The summit comes after much focus on women’s safety, following the release of the worthy Respect@Work report in March 2020 and subsequent legislation, as well as a series of awful events in Parliament House in Canberra. The report, completed by Kate Jenkins from the Australian Human Rights Commission, provided a case for cultural and legal change in workplaces to stop sexual harassment.

The report was strongly supported in the small business community as it was generally agreed that changing workplace culture is needed. The only concern was that a small business person should, and can only be, responsible for what they can control; they should not be held responsible and punished for the actions of another person.

But within this debate, do all groups of women get due consideration? Will the outcomes of the summit and the Respect@Work report favour those with the biggest voice and ignore others?

It is a fact that the safety and welfare of the self-employed female is often ignored.

The best example of the double standards for safety of women comes from the bullying of self-employed women and other women by some in the union movement. We know most unions, the majority, do not engage in physical threats or intimidation. It is hard to imagine bullying being a culture with the health union for example. 

But there are a few unions representatives who feel it is okay to harass, bully, abuse and intimidate small business owners, particularly women small business owners, who won’t tug the forelock to big bullying unions.

This needs to be called out time and time again by the leadership of unions, including the ACTU, the CFMEU, the TWU, the CPSU. Furthermore, we need a help line for those abused by unions to safely register their concern and have it dealt with in a professional manner.

If that means the abused person being paid damages so that they can sell their business as it will be under constant attack by a union, then so be it.

This has been an issue for some time.

At a press club debate in May 2017 between Ged Kearney (then President of the ACTU) and Kate Carnell (then Australian Small Business and Family Enterprise Ombudsman), a journalist asked Kearney why business people are terrified of unions if they speak out about their views? Kearney was asked was it okay for big boofy blokes “from unions to stand around shops in a menacing manner?” and she replied, “community will respond in any way they like”.
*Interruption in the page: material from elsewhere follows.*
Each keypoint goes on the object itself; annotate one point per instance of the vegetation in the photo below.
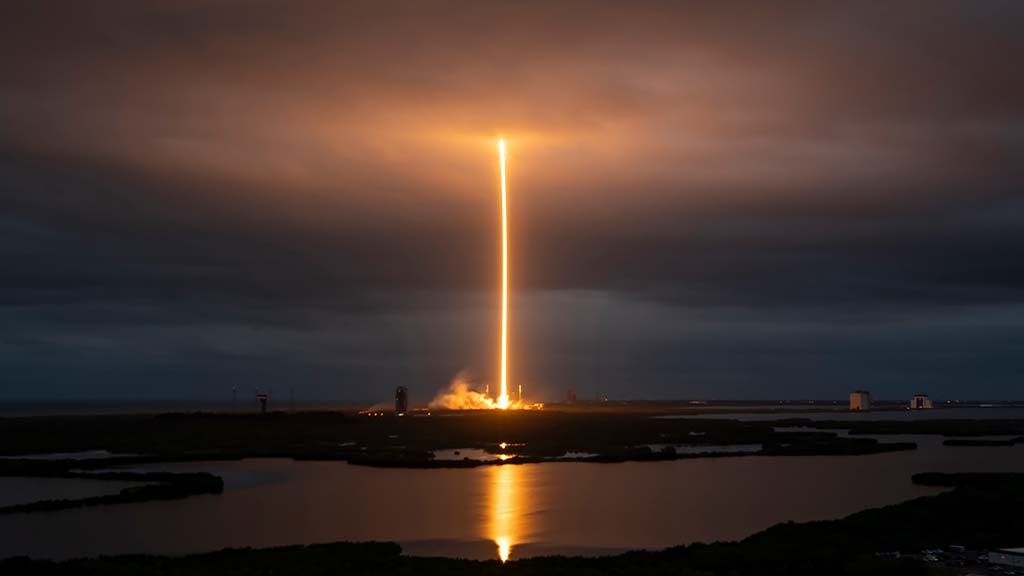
(534, 436)
(155, 486)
I was shocked by that reply as Kearney — who is now an MP — is a fine, considered person with reasonable views. But why not condemn the bullying of women? Is it okay if a union person does the bullying?

In another case, Kate Carnell as Ombudsman was tasked by the government to investigate the Road Safety Remuneration Tribunal issues and, as a result of consultations, she was met with verbal and physical intimidation.
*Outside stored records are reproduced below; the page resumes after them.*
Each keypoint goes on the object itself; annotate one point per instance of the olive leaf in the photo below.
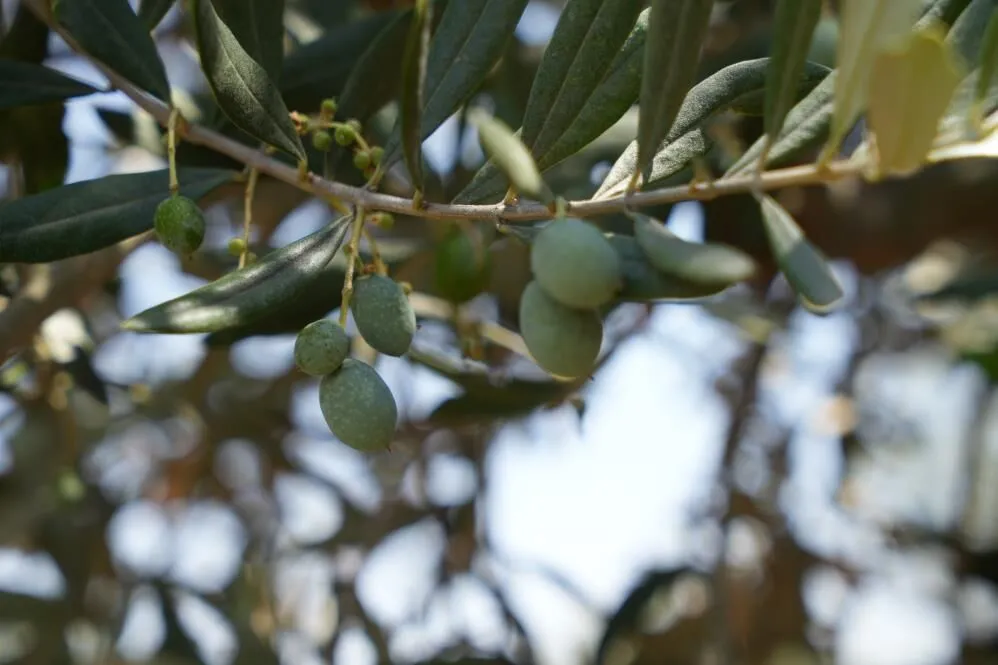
(322, 68)
(111, 32)
(607, 102)
(805, 268)
(241, 86)
(413, 80)
(793, 31)
(734, 86)
(83, 217)
(245, 295)
(910, 90)
(258, 26)
(679, 28)
(505, 148)
(707, 263)
(867, 28)
(152, 12)
(25, 83)
(467, 44)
As Carnell reported on The Drum on ABC in 2021, she needed to consult with the TWU so she organised a meeting and “[the head of the TWU in NSW] brought ten big blokes in singlets with him and they just bullied. They used words that you wouldn’t use on TV that start with f and c and just yelled at me. I’m pretty hard to intimidate but I was actually shaking after that meeting. And that’s not the only experience I would go through.”
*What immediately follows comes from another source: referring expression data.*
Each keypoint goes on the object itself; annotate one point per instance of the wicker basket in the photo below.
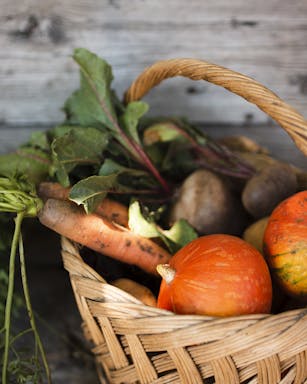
(134, 343)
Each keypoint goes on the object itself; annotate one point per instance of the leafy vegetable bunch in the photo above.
(105, 147)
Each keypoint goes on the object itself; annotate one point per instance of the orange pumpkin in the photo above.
(217, 275)
(285, 244)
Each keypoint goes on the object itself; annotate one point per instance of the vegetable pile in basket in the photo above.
(140, 190)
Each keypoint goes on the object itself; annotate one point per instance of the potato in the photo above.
(208, 204)
(242, 144)
(137, 290)
(254, 233)
(258, 161)
(267, 188)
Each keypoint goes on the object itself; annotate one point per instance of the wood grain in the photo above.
(266, 40)
(269, 136)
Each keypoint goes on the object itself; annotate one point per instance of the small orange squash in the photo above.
(216, 275)
(285, 244)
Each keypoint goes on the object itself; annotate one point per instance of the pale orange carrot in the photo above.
(110, 209)
(97, 233)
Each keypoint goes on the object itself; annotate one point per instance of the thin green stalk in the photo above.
(30, 310)
(21, 334)
(10, 293)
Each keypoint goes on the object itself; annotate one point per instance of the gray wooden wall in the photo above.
(265, 39)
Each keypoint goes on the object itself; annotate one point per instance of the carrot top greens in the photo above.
(104, 147)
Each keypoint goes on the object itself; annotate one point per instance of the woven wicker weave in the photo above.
(134, 343)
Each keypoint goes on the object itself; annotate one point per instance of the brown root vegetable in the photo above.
(242, 144)
(208, 204)
(137, 290)
(258, 161)
(267, 188)
(254, 233)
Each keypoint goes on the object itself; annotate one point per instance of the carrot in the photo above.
(110, 209)
(99, 234)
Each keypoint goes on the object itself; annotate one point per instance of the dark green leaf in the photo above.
(92, 105)
(39, 139)
(31, 162)
(162, 132)
(130, 119)
(78, 146)
(91, 191)
(109, 167)
(181, 233)
(138, 224)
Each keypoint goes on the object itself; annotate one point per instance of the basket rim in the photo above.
(70, 249)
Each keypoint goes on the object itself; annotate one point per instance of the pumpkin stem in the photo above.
(167, 272)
Now that is verbal assault by a man of a woman. Absolutely disgraceful. This is intimidation by a man, probably twice the size of Carnell, who is certainly not a man with courage — a bully at best.

After this was reported on The Drum I waited for social media to go ballistic, for noted feminists to come in hard on that man and that sort of behaviour. But there was nothing, no mention at all. An excuse for the lack of mention is maybe that no feminists saw that episode — although very unlikely.

So why was this ignored? Is it okay for a woman who is seen to be on the right of politics to be abused and threatened? Is it only women of the left or those who may be victims of the so-called right who are worthy of society’s support?

No, it is all women in all situations.

If we are to change culture, and get rid of sexual harassment and abuse, then all our institutions need to be on board and aggressively so. No excuses. No groups who we can turn a blind eye to when they behave badly. Be it political parties, unions, political offices, the media and workplaces — everyone counts.

The fact that the self-employed woman remains a second class citizen when it comes to bullying, domestic violence and other areas of equality is something that must be addressed. 

If an employer, who is female, is a victim of domestic violence there is nothing for her. But if an employee of that woman is a victim, the employer, a woman, will have to pay extra leave and work harder even though she is also a victim. Why the double standard? Why can’t we develop solutions for women that do not punish another group of women?

The solution rests with the welfare sector — the experts.